Sea defence plan splits community
Planned new sea defences at a North Norfolk coastal erosion hotspot seem to have spit the community. The latest move to solve long running problems at Happisburgh have been welcomed by a local action group, but attacked by the parish council.
A new £700,000 rock groyne project was unveiled at a public meeting in the village at the weekend. But while campaigners are backing the scheme as a partial solution, parish councillors say it is a waste of money and fails to address escalating problems in a vulnerable area.
Council engineers say the new scheme - cheaper than previous defences which failed to win Government funding - stood more chance of success. It would partially help by building up the beach to provide more protection for an area where a large bay has formed in its unprotected soft cliffs after farmland and chalets tumbled into the sea in recent years.
Malcolm Kerby, co-ordinator of the Coastal Concern Action Group, said villagers would be relieved some sort of solution was in the pipeline, even if it did not completely resolve the situation. "The latest scheme does not answer all our concerns, but we live in the real world," he added.
However, a meeting of the parish council has aired concerns and is calling for a meeting with MP Norman Lamb over the issue. Parish council coast protection spokesman David Will said they felt the new scheme was "dumping more money into the sea to save a few chalets" when the rate of erosion into local farmland near a caravan site and the village's famous lighthouse was being lost at an increasing rate. He said the council had spent £800,000 shoring up old defences over the past decade, which was far beyond the value of the property they were protecting - yet they were struggling to financially justify a scheme which would prevent flooding into the Norfolk Broads.
North Norfolk District Council engineer Peter Frew said the new scheme was cheaper than the £2.5 million price tag of previous projects to put rock armour along the beach and cliff bottoms. But it would trap sand to build up the beach and protect the cliffs. He was keen to get the project off the ground before a change in government funding guidelines, which could make it even harder to win grant aid.
Parish councillor Mr Will said they were unhappy with the scheme, and also concerned it would fall foul of environmental objectors as others had in the past. They wanted to meet Mr Lamb to find a way forward. The MP said he would be happy to meet all parties in bid to find a consensus over the issue, as he felt everyone was seeking similar aims. He is also raising the general issue of coast defence funding in Parliament, calling for the Government to ensure there is enough cash to meet demands, and for policies to take account of rural issues.
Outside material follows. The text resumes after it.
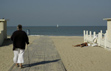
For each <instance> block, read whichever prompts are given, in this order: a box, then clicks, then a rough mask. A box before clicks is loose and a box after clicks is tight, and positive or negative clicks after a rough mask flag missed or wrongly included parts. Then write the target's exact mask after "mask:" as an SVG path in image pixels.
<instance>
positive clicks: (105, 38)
mask: <svg viewBox="0 0 111 71" xmlns="http://www.w3.org/2000/svg"><path fill="white" fill-rule="evenodd" d="M107 34H108V31H107V30H106V33H105V46H104V48H106V47H107Z"/></svg>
He says the current policies based on urgency, urbanisiation and cost-benefit analysis do not help channel funds where they are most needed.
The problems facing Happisburgh in its battle with the sea are highlighted on television tonight. BBC 2's Matter of Fact documentary at 7.30pm looks at the erosion, and talks to villagers, campaigners, environmentalists and coastal defence experts about the problems and opinions for solutions.